Alors qu’il s’était un temps ouvert aux participations extérieures, le projet Agrypnie semble se redéfinir comme un exercice solo tant son géniteur, Torsten Hirsch, pense désormais seul ses dernières créations. Une émancipation du travail collectif, catalysée par la pandémie, qui n’est pas sans conséquence et qui réoriente le son, comme les concepts, vers des affects de plus en plus individuels et des concepts de plus en plus subjectifs. Aussi, après le massif et saisissant Grenzgænger, paru en 2018, qui portait déjà les marques de ce changement de perspective, l’attente d’un nouvel écrin tumultueux d’introspection était vive quoique non dénuée d’appréhension, le projet ayant parfois pu faire preuve d’inconstances. Et le désir avoué de faire du chapitre Metamorphosis un nouveau bond en avant, poussé dans un regain de créativité, ne pouvait que renforcer ces constats.

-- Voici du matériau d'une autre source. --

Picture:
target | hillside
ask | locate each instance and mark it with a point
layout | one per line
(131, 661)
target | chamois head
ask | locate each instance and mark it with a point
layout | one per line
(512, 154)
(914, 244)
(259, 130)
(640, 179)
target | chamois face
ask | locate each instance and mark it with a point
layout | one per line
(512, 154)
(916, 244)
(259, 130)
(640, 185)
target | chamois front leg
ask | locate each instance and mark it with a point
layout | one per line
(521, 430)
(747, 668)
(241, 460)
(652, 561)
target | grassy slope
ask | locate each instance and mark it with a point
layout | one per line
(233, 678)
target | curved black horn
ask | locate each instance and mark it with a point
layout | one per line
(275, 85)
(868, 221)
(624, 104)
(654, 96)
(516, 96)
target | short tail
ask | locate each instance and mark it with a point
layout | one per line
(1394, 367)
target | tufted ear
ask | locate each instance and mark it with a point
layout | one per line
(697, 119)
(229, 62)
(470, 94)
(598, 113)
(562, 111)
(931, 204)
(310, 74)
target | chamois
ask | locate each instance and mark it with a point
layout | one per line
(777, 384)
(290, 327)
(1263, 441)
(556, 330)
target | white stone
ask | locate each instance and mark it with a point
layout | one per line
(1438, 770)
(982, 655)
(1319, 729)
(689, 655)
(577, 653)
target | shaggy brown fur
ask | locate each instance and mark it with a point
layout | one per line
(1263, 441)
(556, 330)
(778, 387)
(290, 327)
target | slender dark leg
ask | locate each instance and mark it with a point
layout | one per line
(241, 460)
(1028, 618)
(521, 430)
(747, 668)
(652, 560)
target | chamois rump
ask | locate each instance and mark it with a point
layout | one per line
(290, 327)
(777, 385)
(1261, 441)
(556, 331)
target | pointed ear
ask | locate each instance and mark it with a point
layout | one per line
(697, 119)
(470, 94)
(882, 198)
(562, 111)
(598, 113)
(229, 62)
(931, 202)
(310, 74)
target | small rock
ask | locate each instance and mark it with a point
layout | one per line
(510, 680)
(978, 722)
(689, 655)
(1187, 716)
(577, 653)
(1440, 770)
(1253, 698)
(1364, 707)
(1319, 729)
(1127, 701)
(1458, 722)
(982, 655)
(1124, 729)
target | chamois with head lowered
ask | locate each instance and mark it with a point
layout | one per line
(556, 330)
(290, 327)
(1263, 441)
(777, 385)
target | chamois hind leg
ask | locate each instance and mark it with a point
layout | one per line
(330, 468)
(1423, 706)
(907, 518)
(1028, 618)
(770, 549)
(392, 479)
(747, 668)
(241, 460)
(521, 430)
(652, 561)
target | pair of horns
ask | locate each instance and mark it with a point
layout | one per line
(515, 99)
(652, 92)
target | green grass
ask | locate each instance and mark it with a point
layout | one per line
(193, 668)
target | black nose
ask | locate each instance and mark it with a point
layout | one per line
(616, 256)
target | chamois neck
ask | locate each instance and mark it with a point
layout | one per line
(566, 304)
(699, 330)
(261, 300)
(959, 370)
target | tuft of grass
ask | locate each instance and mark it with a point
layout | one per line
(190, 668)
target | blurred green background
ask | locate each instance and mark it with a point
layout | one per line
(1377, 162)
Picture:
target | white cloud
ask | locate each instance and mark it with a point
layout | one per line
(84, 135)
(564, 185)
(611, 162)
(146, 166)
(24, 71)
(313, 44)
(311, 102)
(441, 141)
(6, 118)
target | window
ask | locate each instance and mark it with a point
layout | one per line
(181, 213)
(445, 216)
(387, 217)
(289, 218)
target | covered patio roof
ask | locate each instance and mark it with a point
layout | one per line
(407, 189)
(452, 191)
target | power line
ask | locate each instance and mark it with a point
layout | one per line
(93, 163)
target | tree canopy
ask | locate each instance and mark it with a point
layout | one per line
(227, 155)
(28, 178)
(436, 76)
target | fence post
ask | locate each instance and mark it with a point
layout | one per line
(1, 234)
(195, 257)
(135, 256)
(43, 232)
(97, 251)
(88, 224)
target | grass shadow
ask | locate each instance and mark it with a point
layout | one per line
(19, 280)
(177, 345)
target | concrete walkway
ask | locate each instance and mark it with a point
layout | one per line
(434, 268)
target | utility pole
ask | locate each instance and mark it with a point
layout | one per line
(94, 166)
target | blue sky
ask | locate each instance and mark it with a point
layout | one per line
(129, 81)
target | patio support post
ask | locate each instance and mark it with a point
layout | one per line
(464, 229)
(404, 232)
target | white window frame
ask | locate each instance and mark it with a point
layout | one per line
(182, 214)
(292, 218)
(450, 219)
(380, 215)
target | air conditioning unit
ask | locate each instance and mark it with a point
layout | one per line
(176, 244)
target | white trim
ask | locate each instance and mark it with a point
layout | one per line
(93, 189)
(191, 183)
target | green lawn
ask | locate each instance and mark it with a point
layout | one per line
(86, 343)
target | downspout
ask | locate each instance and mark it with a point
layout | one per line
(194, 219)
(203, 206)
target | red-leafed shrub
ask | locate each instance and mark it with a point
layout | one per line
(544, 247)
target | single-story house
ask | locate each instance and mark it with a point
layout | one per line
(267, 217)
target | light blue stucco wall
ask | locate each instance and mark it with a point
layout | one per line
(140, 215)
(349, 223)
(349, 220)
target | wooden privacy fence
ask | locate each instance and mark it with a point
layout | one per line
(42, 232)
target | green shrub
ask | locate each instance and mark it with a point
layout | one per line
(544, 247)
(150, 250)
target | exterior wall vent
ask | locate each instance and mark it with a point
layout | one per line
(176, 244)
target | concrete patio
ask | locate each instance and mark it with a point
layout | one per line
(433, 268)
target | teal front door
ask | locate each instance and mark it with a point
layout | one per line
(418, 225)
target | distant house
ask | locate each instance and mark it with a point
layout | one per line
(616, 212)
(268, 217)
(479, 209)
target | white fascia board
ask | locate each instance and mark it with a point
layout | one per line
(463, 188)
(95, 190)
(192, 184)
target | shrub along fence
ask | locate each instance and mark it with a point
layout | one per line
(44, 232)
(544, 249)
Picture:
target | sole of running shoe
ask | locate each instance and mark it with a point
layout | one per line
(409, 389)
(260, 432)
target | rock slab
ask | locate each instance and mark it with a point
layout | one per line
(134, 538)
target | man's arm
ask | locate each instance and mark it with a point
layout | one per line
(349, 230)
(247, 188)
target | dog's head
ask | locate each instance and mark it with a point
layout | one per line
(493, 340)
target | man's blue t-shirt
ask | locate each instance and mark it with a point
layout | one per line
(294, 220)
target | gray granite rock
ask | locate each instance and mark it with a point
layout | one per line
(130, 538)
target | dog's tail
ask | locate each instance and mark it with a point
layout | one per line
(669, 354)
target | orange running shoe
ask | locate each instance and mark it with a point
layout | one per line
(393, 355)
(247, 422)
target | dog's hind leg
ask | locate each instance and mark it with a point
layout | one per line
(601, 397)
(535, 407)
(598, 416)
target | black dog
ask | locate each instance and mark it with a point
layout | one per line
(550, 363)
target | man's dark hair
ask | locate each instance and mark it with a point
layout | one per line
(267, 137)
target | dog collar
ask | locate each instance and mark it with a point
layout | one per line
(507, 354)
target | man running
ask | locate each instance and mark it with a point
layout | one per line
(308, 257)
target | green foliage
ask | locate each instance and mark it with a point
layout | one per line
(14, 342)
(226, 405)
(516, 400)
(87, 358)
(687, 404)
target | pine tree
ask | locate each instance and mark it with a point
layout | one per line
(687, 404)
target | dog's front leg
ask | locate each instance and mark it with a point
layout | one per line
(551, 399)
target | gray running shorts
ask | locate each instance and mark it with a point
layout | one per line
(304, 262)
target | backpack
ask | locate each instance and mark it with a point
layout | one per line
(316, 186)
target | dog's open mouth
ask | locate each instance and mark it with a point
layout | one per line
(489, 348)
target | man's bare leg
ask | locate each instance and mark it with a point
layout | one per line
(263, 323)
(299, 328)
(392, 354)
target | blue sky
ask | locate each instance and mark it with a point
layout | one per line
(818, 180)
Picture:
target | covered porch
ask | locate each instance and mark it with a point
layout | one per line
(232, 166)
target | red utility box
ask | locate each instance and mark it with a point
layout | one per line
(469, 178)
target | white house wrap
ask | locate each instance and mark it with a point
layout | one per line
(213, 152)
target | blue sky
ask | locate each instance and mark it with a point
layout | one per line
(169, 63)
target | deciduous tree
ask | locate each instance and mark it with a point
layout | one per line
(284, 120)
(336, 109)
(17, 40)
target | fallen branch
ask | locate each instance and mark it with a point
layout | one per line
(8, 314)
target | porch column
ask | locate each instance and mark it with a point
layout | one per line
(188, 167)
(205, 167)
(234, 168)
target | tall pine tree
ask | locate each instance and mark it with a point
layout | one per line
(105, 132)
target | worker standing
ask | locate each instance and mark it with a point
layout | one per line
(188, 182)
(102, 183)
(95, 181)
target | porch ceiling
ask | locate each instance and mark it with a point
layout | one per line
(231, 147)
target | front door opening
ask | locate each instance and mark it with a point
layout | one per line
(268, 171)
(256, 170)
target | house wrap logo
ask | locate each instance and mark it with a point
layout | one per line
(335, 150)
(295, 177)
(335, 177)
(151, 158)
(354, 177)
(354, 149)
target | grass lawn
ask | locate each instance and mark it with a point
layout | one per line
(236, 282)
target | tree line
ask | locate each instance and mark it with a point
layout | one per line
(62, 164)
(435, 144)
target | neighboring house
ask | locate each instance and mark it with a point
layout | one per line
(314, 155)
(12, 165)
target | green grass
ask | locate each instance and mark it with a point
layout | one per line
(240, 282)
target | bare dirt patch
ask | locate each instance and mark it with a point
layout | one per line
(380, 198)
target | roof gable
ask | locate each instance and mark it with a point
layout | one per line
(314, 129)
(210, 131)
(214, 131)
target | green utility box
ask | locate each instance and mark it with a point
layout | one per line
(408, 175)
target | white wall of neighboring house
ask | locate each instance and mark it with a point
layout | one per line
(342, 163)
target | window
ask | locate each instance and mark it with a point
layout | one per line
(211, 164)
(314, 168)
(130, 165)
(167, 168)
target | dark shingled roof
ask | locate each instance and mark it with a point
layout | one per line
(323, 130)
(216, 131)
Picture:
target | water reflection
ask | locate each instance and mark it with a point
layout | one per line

Pour afficher son nouveau visage, l’album se présente avant tout par une introduction orchestrale ; une introduction qui navigue dans les eaux atmosphériques mais peine à réellement lancer l’album, d’autant plus qu’elle ne s’inscrit pas parfaitement dans la dynamique du titre « Wir Ertrunkenen » dont elle se veut être le prologue. L’éruption des scansions rythmiques, soutenues par des riffs aux colorations melodeath injectent cependant rapidement un élan dont ces épanchements instrumentaux manquaient. La stylistique caractéristique d’Agrypnie s’y déploie rapidement, entre riffs heurtés et lignes mélodiques convulsives, et l’on remarque à nouveau l’utilisation particulière des claviers, plus aériens et éthérés, qui donne aux compositions une couleur moins organique, davantage distante, froide mais aussi souvent incongrue. En effet, même lorsqu’elle participe à élaborer l’ambiance musicale, il n’est pas rare qu’elle vienne étouffer les autres instrumentations, en particulier les parties d’arpèges. Les reliefs que les ponts rythmiques auraient pu apporter se retrouvent ainsi régulièrement nivelés par les claviers, faute d’occuper plus de place dans les harmoniques. De même, l’impression que les guitares ne parviennent pas tout à fait à émerger du magma sonore, qui propulse allègrement la batterie au premier plan, participe du même sentiment d’érosion musicale et émotionnelle.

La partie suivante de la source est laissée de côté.